Five years in medical school seemed a long time. Towards the end of our course the social climate had improved immeasurably. The icy chill gave way to a thaw. There was better understanding and friendships all round between the sexes. Personally, I was very fortunate to have girls in my group who mixed freely. They endorsed our crass humour and tolerated the questionable behaviour. The girls also learnt to stand their ground and give as much as they got!! There were a few girls in our batch who were sassy trailblazers keeping up with the boys with their racy jokes and mischievous fun.
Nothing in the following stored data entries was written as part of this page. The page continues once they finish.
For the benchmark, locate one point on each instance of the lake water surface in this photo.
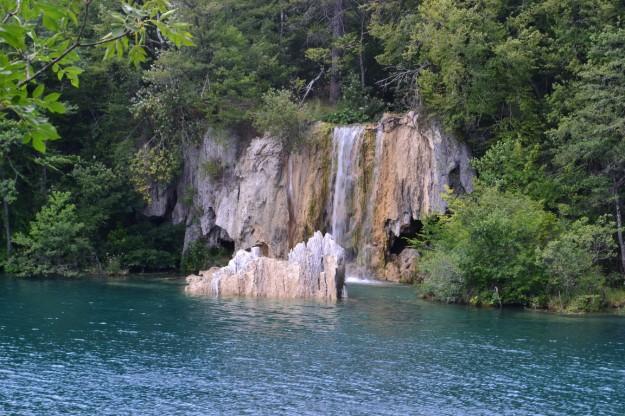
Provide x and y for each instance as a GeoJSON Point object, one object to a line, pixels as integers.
{"type": "Point", "coordinates": [143, 347]}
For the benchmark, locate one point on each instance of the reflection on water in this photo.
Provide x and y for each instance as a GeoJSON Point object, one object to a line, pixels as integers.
{"type": "Point", "coordinates": [132, 346]}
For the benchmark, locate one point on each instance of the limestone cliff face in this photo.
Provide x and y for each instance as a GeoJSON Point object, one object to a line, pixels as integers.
{"type": "Point", "coordinates": [368, 185]}
{"type": "Point", "coordinates": [313, 270]}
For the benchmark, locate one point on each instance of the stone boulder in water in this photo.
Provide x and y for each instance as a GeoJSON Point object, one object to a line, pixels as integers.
{"type": "Point", "coordinates": [314, 270]}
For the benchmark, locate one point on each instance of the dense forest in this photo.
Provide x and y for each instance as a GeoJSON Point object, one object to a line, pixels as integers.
{"type": "Point", "coordinates": [536, 88]}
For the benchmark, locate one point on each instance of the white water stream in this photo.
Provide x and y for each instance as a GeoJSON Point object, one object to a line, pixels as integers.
{"type": "Point", "coordinates": [344, 139]}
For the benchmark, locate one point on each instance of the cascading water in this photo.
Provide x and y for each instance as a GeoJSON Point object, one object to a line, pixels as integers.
{"type": "Point", "coordinates": [345, 140]}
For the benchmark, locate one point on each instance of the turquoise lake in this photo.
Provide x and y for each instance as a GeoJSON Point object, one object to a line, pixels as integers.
{"type": "Point", "coordinates": [142, 347]}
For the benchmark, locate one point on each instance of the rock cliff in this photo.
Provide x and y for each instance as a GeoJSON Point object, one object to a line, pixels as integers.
{"type": "Point", "coordinates": [369, 185]}
{"type": "Point", "coordinates": [313, 270]}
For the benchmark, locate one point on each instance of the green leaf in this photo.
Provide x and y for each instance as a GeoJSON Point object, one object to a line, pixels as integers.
{"type": "Point", "coordinates": [38, 91]}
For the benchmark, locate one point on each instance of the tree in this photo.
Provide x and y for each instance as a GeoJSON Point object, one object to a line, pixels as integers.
{"type": "Point", "coordinates": [38, 36]}
{"type": "Point", "coordinates": [489, 242]}
{"type": "Point", "coordinates": [55, 243]}
{"type": "Point", "coordinates": [590, 136]}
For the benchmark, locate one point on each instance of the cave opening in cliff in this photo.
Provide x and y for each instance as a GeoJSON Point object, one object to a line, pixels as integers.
{"type": "Point", "coordinates": [397, 244]}
{"type": "Point", "coordinates": [455, 182]}
{"type": "Point", "coordinates": [219, 238]}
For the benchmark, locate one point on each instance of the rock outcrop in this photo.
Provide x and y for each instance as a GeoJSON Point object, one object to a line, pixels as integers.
{"type": "Point", "coordinates": [367, 184]}
{"type": "Point", "coordinates": [313, 270]}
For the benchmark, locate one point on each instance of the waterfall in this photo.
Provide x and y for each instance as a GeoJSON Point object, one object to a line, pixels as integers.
{"type": "Point", "coordinates": [344, 140]}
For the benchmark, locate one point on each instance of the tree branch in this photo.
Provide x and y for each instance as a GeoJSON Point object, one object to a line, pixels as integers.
{"type": "Point", "coordinates": [14, 12]}
{"type": "Point", "coordinates": [77, 44]}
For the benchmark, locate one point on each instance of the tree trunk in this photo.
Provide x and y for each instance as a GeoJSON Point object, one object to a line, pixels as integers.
{"type": "Point", "coordinates": [619, 225]}
{"type": "Point", "coordinates": [361, 57]}
{"type": "Point", "coordinates": [7, 225]}
{"type": "Point", "coordinates": [337, 31]}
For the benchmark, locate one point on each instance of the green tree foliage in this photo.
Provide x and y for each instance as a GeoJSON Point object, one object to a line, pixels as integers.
{"type": "Point", "coordinates": [281, 117]}
{"type": "Point", "coordinates": [572, 259]}
{"type": "Point", "coordinates": [55, 244]}
{"type": "Point", "coordinates": [38, 36]}
{"type": "Point", "coordinates": [504, 247]}
{"type": "Point", "coordinates": [492, 238]}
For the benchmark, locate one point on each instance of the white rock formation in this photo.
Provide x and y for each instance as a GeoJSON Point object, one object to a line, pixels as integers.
{"type": "Point", "coordinates": [314, 270]}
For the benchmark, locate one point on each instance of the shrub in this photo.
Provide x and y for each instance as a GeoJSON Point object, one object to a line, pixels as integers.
{"type": "Point", "coordinates": [572, 259]}
{"type": "Point", "coordinates": [280, 116]}
{"type": "Point", "coordinates": [443, 279]}
{"type": "Point", "coordinates": [490, 238]}
{"type": "Point", "coordinates": [55, 243]}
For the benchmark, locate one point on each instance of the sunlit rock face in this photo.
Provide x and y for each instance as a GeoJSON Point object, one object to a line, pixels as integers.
{"type": "Point", "coordinates": [313, 270]}
{"type": "Point", "coordinates": [369, 185]}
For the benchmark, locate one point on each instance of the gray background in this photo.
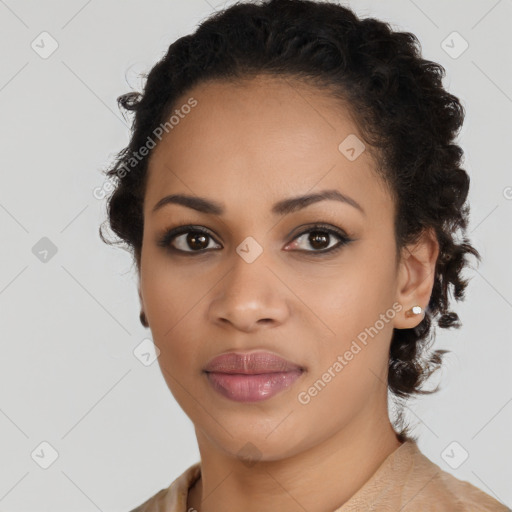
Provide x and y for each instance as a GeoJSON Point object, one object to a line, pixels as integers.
{"type": "Point", "coordinates": [69, 325]}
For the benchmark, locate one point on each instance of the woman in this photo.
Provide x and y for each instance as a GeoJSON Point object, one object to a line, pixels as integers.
{"type": "Point", "coordinates": [294, 202]}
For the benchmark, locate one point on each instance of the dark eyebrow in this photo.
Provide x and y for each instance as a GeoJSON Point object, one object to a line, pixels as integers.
{"type": "Point", "coordinates": [280, 208]}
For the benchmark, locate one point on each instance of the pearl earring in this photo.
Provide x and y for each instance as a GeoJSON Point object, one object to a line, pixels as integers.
{"type": "Point", "coordinates": [415, 310]}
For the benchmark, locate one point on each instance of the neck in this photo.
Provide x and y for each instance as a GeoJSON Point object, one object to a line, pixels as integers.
{"type": "Point", "coordinates": [321, 478]}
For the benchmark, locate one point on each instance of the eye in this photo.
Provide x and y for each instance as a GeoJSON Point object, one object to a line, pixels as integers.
{"type": "Point", "coordinates": [186, 236]}
{"type": "Point", "coordinates": [191, 239]}
{"type": "Point", "coordinates": [319, 237]}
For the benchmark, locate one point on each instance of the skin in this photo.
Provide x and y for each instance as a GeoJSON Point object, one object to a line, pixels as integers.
{"type": "Point", "coordinates": [247, 146]}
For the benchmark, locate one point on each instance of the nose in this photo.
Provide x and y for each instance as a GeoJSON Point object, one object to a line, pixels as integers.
{"type": "Point", "coordinates": [249, 297]}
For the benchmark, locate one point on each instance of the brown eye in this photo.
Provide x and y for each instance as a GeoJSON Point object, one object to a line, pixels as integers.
{"type": "Point", "coordinates": [186, 239]}
{"type": "Point", "coordinates": [318, 240]}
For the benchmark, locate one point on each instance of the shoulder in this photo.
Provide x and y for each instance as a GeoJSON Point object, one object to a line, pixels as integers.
{"type": "Point", "coordinates": [445, 492]}
{"type": "Point", "coordinates": [174, 497]}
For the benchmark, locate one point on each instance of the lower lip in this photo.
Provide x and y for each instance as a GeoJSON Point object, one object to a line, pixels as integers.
{"type": "Point", "coordinates": [251, 388]}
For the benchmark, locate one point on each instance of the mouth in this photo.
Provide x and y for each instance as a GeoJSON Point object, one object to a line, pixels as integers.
{"type": "Point", "coordinates": [251, 387]}
{"type": "Point", "coordinates": [251, 377]}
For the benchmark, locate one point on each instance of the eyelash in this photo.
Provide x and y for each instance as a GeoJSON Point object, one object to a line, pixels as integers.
{"type": "Point", "coordinates": [171, 234]}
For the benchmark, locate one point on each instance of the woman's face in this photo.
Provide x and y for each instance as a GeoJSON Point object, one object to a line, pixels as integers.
{"type": "Point", "coordinates": [260, 279]}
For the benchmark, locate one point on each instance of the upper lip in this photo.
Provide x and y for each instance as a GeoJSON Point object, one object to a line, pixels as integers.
{"type": "Point", "coordinates": [250, 363]}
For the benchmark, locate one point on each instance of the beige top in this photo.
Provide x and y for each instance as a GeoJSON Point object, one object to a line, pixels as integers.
{"type": "Point", "coordinates": [406, 481]}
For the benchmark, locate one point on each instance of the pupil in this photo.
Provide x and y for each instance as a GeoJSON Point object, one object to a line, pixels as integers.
{"type": "Point", "coordinates": [317, 241]}
{"type": "Point", "coordinates": [192, 240]}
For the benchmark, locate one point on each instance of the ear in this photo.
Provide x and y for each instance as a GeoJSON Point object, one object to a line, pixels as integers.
{"type": "Point", "coordinates": [416, 275]}
{"type": "Point", "coordinates": [142, 316]}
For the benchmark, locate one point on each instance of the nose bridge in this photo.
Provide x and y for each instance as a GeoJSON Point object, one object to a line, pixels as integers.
{"type": "Point", "coordinates": [250, 293]}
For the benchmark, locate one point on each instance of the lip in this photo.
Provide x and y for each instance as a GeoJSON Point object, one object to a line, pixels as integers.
{"type": "Point", "coordinates": [251, 376]}
{"type": "Point", "coordinates": [250, 363]}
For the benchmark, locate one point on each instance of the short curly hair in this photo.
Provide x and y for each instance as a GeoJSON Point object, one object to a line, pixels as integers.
{"type": "Point", "coordinates": [395, 96]}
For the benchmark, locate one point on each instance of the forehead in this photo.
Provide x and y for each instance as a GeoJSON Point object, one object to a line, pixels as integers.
{"type": "Point", "coordinates": [257, 138]}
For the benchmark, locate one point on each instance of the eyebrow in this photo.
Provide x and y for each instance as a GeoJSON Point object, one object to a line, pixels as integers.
{"type": "Point", "coordinates": [283, 207]}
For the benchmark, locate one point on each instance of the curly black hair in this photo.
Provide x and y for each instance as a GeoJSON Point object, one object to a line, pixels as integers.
{"type": "Point", "coordinates": [399, 104]}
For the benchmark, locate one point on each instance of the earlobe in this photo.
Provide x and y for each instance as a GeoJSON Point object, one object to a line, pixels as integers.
{"type": "Point", "coordinates": [416, 279]}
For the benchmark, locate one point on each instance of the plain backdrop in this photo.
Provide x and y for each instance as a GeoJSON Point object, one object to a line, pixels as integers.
{"type": "Point", "coordinates": [73, 395]}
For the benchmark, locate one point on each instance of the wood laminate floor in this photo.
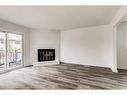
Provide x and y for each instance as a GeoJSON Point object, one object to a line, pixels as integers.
{"type": "Point", "coordinates": [63, 76]}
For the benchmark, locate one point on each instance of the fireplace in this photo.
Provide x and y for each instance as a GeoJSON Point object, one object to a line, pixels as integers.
{"type": "Point", "coordinates": [46, 55]}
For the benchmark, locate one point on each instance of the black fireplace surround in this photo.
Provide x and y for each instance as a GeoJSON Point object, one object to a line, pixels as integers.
{"type": "Point", "coordinates": [46, 55]}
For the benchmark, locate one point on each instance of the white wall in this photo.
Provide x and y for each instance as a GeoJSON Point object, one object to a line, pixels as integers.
{"type": "Point", "coordinates": [89, 46]}
{"type": "Point", "coordinates": [14, 28]}
{"type": "Point", "coordinates": [122, 45]}
{"type": "Point", "coordinates": [43, 39]}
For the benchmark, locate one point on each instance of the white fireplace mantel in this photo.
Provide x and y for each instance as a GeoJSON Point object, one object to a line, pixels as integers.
{"type": "Point", "coordinates": [45, 63]}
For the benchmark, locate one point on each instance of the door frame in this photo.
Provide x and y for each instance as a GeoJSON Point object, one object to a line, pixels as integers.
{"type": "Point", "coordinates": [6, 44]}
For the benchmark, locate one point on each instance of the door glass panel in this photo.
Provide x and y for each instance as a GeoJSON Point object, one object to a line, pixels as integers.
{"type": "Point", "coordinates": [2, 51]}
{"type": "Point", "coordinates": [14, 50]}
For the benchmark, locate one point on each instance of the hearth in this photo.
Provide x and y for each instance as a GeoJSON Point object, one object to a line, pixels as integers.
{"type": "Point", "coordinates": [46, 55]}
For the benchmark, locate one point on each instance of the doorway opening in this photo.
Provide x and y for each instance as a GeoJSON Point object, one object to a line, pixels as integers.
{"type": "Point", "coordinates": [11, 51]}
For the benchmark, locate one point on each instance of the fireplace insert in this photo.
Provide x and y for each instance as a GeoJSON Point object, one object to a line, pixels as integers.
{"type": "Point", "coordinates": [46, 55]}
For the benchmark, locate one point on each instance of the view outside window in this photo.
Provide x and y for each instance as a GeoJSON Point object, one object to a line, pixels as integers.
{"type": "Point", "coordinates": [13, 44]}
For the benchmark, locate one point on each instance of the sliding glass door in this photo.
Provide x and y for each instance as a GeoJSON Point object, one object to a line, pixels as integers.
{"type": "Point", "coordinates": [14, 50]}
{"type": "Point", "coordinates": [2, 51]}
{"type": "Point", "coordinates": [10, 51]}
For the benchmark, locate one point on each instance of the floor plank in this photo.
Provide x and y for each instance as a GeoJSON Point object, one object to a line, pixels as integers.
{"type": "Point", "coordinates": [64, 76]}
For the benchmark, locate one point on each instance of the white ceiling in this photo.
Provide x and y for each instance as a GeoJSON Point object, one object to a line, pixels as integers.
{"type": "Point", "coordinates": [58, 17]}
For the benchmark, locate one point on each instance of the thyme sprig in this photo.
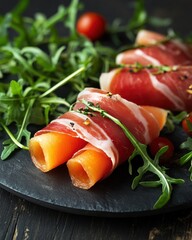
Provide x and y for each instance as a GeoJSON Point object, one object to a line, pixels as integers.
{"type": "Point", "coordinates": [149, 165]}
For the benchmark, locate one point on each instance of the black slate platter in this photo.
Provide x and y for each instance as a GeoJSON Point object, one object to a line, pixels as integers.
{"type": "Point", "coordinates": [113, 197]}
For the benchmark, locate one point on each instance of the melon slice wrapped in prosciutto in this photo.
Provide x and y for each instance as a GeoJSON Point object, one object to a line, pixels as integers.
{"type": "Point", "coordinates": [167, 89]}
{"type": "Point", "coordinates": [91, 145]}
{"type": "Point", "coordinates": [154, 49]}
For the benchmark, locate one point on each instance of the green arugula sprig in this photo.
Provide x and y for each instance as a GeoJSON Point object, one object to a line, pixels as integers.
{"type": "Point", "coordinates": [149, 164]}
{"type": "Point", "coordinates": [22, 109]}
{"type": "Point", "coordinates": [187, 157]}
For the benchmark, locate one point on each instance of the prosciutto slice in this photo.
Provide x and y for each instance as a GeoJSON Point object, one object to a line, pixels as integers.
{"type": "Point", "coordinates": [153, 49]}
{"type": "Point", "coordinates": [98, 136]}
{"type": "Point", "coordinates": [168, 90]}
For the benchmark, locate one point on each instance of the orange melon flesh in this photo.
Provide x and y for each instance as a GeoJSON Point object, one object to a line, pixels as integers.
{"type": "Point", "coordinates": [89, 167]}
{"type": "Point", "coordinates": [159, 114]}
{"type": "Point", "coordinates": [50, 150]}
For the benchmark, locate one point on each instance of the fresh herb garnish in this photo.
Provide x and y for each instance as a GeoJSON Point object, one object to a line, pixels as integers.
{"type": "Point", "coordinates": [149, 164]}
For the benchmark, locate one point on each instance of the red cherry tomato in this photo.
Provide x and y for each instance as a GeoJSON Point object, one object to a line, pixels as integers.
{"type": "Point", "coordinates": [157, 144]}
{"type": "Point", "coordinates": [187, 124]}
{"type": "Point", "coordinates": [92, 25]}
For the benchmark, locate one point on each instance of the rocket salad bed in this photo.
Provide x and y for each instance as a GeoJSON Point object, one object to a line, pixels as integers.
{"type": "Point", "coordinates": [37, 64]}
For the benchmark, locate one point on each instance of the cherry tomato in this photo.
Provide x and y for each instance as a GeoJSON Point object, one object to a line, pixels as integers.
{"type": "Point", "coordinates": [187, 124]}
{"type": "Point", "coordinates": [92, 25]}
{"type": "Point", "coordinates": [157, 144]}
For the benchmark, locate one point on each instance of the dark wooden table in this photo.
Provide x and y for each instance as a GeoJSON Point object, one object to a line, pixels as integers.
{"type": "Point", "coordinates": [21, 219]}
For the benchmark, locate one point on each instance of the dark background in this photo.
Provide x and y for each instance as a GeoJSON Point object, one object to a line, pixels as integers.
{"type": "Point", "coordinates": [21, 219]}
I do respect their boldness in not conforming to the futile cultural constraints in our adult seat of learning.

On looking back what amazes me was my inability to connect with many of the girls during the entire years in medical school. My only contact, perhaps, was to raise a cursory smile when passing them on the endless corridors of our domain. The powers that be in the Faculty of Medicine, in their wisdom, kept us apart giving us a Mens’ Common Room where girls never dared to visit. The few who ventured in were greeted with catcalls and wolf whistles. Much has changed since and we are in a different age.

Now when I meet the girls from our batch at gatherings and reunions it generates such a sense of warmth and accelerated intimacy. They are such lovely and friendly people. I do regret not being friends with them at the faculty. Now we can talk and laugh openly about our younger-selves and how we behaved conforming to the austere world we knew. Friendship is a two-way street and I do acknowledge that for some there were social and cultural barriers that were far too difficult to transgress. Being shy is not a crime but it feels like that now.

I cannot think of many things that humanity has benefited in this time of Covid-19. One that comes to mind easily is reuniting people via Zoom. It has been a great pleasure to see several from our batch both male and female and to speak with them. Amazingly they don’t look any older than when I saw them last in 1967. They all seem to have retained their wicked sense of humour. The girls have not lost their sense of style and good looks. The boys have lost much of their hair but perhaps not their heads!!

Now in this age of easy communication, digital phones and social media this unwanted segregation has ended. Social media platforms have brought the sexes ever closer together, at times too close. There may even be a feeling that all this is far too intrusive. As the years have passed the women can nip and tuck, facelift or use Botox to look young and pretty. Men have the pleasure of Sildenafil to raise the fallen. We all benefit from the 120-year evolution of women’s suffrage and the enormous strides in gender equality. Women can mix freely, speak without fear and even lead a country. Just like the men, the ladies from our batch went on to enjoy prestigious careers in the profession and hold celebrated positions in society.

This is a reminiscent glimpse into an era now long gone when intellectual liberalism was not at all fashionable. As I wander into those happy days as a medical student I still lament the separation of the sexes as an unwanted remnant of a prudish past. As it is often said “even God can’t change the past”.